Рыцарское общество, которое изображал великий реалист Вольфрам фон
Эшенбах, по-видимому, совсем не тяготилось какими-либо путами
нравственности. Достаточно прочесть хотя бы то место, в котором
описывается посещение Гаваной замка короля Вергуласта. Гаван застает в
замке сестру короля, девственную королеву Антиконию. Он просит ее
разрешения поцеловать и сразу же отваживается на самую смелую и грубую
ласку. Это весьма характерно. Рыцарь по отношению к королеве ведет
себя так, как в настоящее время какой-нибудь грубый, неотесанный
конюх, единственным аргументом которого может служить возбужденное
состояние. Но очевидно, что рыцарь Гаван применил верный способ, так
как девственная королева находит его аргументацию в достаточной море
убедительной: через мгновение она уже готова позволить сластолюбивому
рыцарю то, чего он от нее добивается. То, что до этого дело не дошло,
объясняется исключительно приходом непрошеного свидетеля. Необходимо
принять во внимание, что с первой же минуты переходящий от слов к делу
Гаван является в поэме Эшенбаха образцом рыцаря. А посему не будем и
мы впредь обольщаться высокой моралью тогдашнего рыцарства. Важно тут
то, что вышеописанная сцена не представляет собой, по-видимому, ничего
исключительного, а служит, наоборот, обычнейшей формой галантности.

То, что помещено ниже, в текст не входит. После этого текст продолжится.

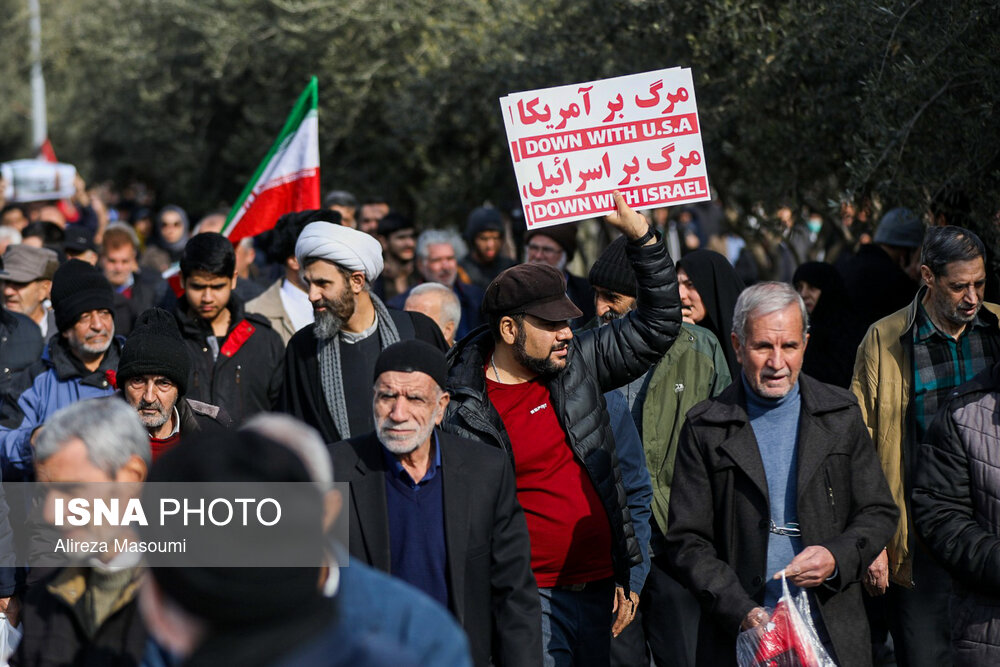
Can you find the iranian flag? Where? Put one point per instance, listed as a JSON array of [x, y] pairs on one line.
[[288, 178]]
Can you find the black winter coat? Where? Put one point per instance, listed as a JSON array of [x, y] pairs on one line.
[[246, 377], [956, 510], [719, 517], [597, 361]]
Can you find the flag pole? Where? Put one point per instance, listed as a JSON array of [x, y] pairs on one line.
[[39, 122]]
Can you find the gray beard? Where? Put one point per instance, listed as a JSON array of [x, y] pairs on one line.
[[327, 324]]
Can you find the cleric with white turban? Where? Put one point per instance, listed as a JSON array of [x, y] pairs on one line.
[[346, 247]]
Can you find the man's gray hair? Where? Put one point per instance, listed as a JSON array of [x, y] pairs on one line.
[[435, 236], [451, 308], [762, 299], [109, 428], [301, 439]]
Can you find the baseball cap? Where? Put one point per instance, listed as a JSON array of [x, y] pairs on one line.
[[24, 263], [533, 289]]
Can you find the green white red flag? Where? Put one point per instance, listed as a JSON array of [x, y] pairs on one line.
[[288, 178]]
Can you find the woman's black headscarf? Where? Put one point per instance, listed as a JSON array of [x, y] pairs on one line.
[[834, 330], [719, 287]]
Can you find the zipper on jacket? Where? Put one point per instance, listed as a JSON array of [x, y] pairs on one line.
[[829, 494], [239, 388]]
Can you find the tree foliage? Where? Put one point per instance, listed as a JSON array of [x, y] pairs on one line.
[[800, 102]]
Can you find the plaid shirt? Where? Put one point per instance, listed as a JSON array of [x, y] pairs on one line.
[[941, 363]]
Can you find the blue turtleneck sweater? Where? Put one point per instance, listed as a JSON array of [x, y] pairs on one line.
[[775, 423]]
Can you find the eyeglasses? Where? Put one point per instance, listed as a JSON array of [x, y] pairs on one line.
[[789, 529], [544, 250], [139, 382]]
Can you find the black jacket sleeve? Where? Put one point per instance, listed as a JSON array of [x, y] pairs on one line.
[[517, 612], [941, 501], [690, 538], [9, 575], [627, 348]]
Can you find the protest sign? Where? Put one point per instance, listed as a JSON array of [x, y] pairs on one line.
[[37, 180], [573, 145]]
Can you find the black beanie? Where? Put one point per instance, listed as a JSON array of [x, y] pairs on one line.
[[613, 270], [563, 235], [229, 597], [78, 288], [413, 356], [155, 347]]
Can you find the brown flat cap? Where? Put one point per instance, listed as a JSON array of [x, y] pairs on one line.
[[24, 263]]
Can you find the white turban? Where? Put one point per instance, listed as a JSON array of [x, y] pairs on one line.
[[351, 249]]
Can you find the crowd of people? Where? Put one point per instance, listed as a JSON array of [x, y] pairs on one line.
[[544, 468]]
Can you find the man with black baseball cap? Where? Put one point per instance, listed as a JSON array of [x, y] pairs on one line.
[[73, 367], [153, 377], [692, 370], [440, 511], [529, 387]]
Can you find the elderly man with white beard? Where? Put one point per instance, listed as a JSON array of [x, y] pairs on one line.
[[328, 364], [153, 378], [74, 365], [440, 511]]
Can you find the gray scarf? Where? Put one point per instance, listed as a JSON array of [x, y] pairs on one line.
[[330, 372]]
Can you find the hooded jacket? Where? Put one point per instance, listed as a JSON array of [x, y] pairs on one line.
[[597, 361], [246, 377]]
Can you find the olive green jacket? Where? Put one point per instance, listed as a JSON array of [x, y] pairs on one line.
[[692, 370], [883, 384]]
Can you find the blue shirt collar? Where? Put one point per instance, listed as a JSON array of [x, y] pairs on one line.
[[396, 469]]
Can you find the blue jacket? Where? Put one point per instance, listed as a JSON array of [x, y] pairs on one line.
[[635, 476], [58, 379], [391, 609]]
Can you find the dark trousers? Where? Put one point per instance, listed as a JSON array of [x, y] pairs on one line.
[[576, 624], [665, 627], [918, 616]]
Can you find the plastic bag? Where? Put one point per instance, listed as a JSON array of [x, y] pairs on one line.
[[9, 639], [788, 639]]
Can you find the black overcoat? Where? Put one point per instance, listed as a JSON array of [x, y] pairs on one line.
[[719, 517]]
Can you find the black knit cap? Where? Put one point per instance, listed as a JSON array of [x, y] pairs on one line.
[[482, 219], [613, 270], [78, 288], [413, 356], [231, 597], [155, 347], [563, 235]]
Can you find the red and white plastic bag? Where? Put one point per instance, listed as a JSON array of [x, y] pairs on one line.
[[788, 639]]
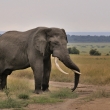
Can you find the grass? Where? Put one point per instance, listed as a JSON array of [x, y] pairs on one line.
[[48, 98], [64, 94], [84, 48], [97, 94]]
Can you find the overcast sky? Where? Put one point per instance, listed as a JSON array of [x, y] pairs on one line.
[[72, 15]]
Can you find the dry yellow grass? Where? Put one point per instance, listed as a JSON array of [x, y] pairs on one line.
[[94, 69]]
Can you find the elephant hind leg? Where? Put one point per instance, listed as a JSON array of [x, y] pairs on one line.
[[3, 78]]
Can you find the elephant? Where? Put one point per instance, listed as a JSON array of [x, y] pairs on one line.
[[33, 48]]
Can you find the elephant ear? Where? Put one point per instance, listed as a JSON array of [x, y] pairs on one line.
[[40, 40]]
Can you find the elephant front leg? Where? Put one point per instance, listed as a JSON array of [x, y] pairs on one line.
[[46, 74], [38, 72]]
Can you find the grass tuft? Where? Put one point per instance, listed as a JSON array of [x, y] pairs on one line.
[[23, 96], [64, 93]]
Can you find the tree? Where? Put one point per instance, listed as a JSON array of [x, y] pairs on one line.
[[94, 52]]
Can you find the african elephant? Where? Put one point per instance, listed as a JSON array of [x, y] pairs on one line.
[[33, 48]]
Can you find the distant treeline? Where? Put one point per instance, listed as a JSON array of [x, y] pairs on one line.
[[88, 38]]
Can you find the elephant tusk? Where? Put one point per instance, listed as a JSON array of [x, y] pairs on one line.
[[57, 65], [76, 72]]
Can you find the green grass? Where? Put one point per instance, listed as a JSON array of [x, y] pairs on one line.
[[95, 70], [84, 48], [23, 96], [97, 94], [11, 103]]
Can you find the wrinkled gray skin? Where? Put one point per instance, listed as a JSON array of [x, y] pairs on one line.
[[33, 48]]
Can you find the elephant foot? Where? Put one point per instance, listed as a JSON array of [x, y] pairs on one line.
[[45, 87], [47, 90], [38, 91]]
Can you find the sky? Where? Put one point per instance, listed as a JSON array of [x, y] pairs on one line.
[[71, 15]]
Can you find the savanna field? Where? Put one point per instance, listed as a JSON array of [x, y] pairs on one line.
[[95, 71]]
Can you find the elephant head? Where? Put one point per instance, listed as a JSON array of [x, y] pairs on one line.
[[54, 41]]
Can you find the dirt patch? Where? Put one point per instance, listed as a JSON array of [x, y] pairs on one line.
[[78, 103]]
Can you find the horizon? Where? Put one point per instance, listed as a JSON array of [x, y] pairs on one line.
[[81, 33]]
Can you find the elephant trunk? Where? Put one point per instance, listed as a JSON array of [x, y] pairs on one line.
[[68, 63]]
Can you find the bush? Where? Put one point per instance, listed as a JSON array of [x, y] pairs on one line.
[[73, 50], [94, 52]]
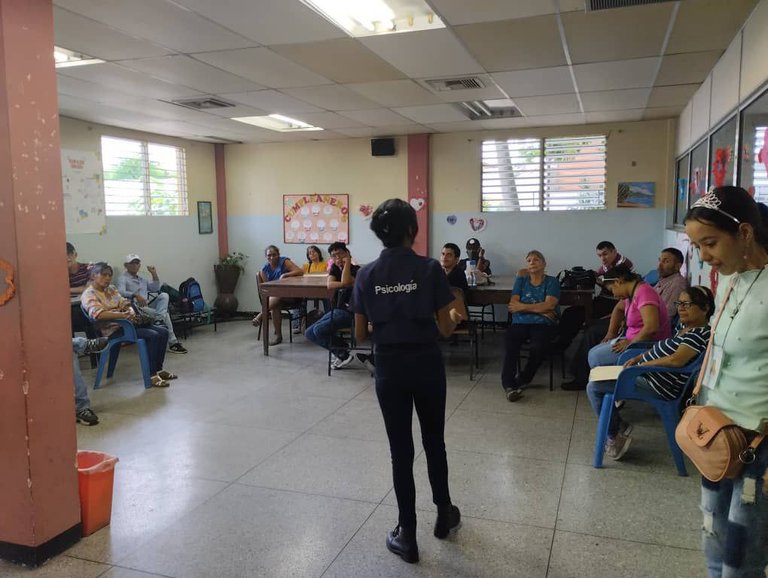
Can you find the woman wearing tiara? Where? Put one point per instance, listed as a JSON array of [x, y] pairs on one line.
[[730, 230]]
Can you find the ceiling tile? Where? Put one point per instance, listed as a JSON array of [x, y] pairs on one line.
[[343, 60], [679, 95], [375, 117], [615, 116], [662, 112], [687, 68], [703, 25], [431, 114], [263, 66], [515, 44], [462, 12], [328, 120], [267, 21], [333, 97], [80, 34], [535, 81], [546, 105], [426, 54], [128, 81], [556, 120], [615, 99], [393, 93], [386, 131], [272, 101], [184, 70], [616, 75], [160, 21], [620, 34]]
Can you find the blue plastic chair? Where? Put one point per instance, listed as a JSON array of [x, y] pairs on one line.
[[668, 410], [108, 357]]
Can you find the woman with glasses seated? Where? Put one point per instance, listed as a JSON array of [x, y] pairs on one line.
[[695, 307]]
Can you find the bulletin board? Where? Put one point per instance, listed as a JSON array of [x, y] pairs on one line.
[[83, 189], [315, 218]]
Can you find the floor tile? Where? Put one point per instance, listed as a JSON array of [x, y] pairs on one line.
[[583, 556], [343, 468], [494, 487], [516, 435], [247, 531], [478, 548], [637, 506]]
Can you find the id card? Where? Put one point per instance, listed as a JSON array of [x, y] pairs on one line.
[[714, 364]]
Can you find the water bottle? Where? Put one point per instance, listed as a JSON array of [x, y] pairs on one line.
[[471, 275]]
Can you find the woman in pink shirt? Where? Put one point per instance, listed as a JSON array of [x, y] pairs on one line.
[[640, 315]]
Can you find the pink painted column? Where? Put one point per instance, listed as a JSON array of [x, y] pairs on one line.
[[221, 198], [418, 187], [39, 504]]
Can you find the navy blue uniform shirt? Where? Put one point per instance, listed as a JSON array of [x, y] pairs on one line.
[[399, 293]]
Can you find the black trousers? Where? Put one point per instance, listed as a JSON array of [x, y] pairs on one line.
[[540, 336], [408, 376]]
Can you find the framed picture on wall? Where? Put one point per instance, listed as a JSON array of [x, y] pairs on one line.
[[204, 217], [753, 160]]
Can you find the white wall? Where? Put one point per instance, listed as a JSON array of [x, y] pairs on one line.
[[172, 244]]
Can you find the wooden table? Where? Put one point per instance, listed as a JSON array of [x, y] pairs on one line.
[[500, 292], [305, 287]]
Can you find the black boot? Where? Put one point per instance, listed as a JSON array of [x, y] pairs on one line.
[[448, 518], [402, 541]]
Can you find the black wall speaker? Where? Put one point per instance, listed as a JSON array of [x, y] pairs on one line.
[[383, 147]]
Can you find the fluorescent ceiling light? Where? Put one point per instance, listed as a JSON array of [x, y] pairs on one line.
[[66, 58], [277, 122], [372, 17]]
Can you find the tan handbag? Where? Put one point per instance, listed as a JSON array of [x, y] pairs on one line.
[[711, 440]]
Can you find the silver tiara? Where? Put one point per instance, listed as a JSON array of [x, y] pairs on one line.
[[712, 202]]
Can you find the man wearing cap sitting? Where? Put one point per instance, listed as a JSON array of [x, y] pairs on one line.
[[477, 254], [136, 288]]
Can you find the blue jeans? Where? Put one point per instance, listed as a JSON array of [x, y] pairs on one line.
[[735, 527], [601, 354], [81, 390], [320, 331], [596, 391]]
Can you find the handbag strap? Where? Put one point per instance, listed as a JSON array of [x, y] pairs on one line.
[[705, 362]]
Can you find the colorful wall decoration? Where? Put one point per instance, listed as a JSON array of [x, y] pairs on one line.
[[315, 218]]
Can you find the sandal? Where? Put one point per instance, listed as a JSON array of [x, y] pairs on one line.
[[158, 381]]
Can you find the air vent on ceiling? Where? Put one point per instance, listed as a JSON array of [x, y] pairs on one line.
[[445, 84], [594, 5], [207, 103], [490, 109]]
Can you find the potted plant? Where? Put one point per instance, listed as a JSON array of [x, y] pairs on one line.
[[227, 274]]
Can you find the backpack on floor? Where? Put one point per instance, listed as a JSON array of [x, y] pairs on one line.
[[191, 297]]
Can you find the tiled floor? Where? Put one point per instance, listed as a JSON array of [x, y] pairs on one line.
[[250, 466]]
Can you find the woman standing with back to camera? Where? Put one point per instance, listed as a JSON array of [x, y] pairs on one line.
[[730, 230], [400, 294]]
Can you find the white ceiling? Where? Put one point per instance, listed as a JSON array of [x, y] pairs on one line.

Придворная поэзия содержит множество доказательств этого: точно такие
же сцены описываются и другими авторами. Жена горожанина редко
обижается на своего пламенного гостя за такие конкретные проявления
его любви. Если же рыцарь находится в дороге, то он положительно
считает своим долгом оказать такую честь даме, которую охраняет. В
одной поэме описывается, как королева Гиньевра села отдохнуть под
липой со своим рыцарем. Последний чрезвычайно благовоспитан и просит у
нее разрешения на такого рода ласки. Сначала она отказывает ему, но
потом тотчас же дает разрешение. Само собой разумеется, что такого
рода галантные ласки служат большею частью лишь введением к столь же
грубому продолжению и что без такого продолжения дело обходилось в
самых редких случаях. Когда Ланселот убивает Иверета, он увозит его
дочь Иблис. Едва они отъехали с милю, как уже располагаются на "отдых"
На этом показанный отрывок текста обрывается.